Jon Ola Sand the Executive Supervisor of the Eurovision Song Contest has spoken to Dutch media about how the contest deals with political differences and the matter of voting.
Speaking with AD.nl, Jon Ola Sand has spoken about the issues surrounding voting at the Eurovision Song Contest. Mr Sand was posed the question of how do you deal with Armenia and Azerbaijan who routinely rank each other as last place in the jury vote;
That is indeed not good, but what should we do? Throw out those countries?

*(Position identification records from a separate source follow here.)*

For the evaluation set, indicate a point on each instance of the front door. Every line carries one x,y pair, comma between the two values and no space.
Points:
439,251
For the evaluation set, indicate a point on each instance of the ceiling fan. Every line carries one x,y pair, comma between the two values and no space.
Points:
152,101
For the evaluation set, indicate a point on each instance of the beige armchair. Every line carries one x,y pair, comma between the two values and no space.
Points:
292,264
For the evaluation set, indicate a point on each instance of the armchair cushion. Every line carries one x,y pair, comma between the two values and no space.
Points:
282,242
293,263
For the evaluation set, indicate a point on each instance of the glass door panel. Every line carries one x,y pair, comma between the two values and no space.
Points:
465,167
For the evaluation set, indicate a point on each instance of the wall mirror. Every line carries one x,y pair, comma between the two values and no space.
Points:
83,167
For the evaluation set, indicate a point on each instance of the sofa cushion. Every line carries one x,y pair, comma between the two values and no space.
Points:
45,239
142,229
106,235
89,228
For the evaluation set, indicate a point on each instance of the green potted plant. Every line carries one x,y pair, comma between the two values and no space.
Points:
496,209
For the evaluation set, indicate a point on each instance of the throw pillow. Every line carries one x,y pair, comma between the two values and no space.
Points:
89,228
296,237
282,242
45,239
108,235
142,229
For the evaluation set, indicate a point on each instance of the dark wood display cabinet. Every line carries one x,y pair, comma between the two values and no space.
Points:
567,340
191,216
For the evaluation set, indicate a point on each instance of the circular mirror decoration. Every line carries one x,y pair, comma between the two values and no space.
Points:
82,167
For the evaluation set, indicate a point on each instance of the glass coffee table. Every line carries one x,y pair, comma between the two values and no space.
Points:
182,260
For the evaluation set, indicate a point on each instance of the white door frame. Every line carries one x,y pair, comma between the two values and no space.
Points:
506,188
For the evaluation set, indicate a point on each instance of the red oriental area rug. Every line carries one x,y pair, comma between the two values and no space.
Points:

No, we are already proud that they are on the same stage, we want to keep them on board, and hope to change the situation again by talking a lot.
A number of incidents have occurred involving the two nations since Armenia debuted in the contest in 2006, and Azerbaijan followed in 2008. Most recently after the 2019 contest Azerbaijan formally complained to the EBU regarding a map show during the voting. While Armenia has previously been warned by the EBU for displaying the flag of the disputed territory of Nagorno-Karabakh during the 2016 contest.
Mr Sand went on to talk about voting in general at the Eurovision Song Contest and how it has evolved:
In fact, we have often thought about a different scoring in recent years. 25 percent for the professional jury and 75 percent for the public, for example. Or vice versa. But we think the current fifty-fifty distribution is the best.
As reported during late 2019 the European Broadcasting Union consulted with a number of delegations about potential changes to the voting. The EBU has asked member broadcasters to suggest potential changes to the voting, which in the end saw 80% of broadcasters vote to keep the current voting method in place.
Overall Mr Sand is happy with the evolution that has occurred to the voting during his time as Executive Supervisor:
I myself am proud that the mood has become more exciting since a different procedure. First you saw the winner coming from far away; not anymore.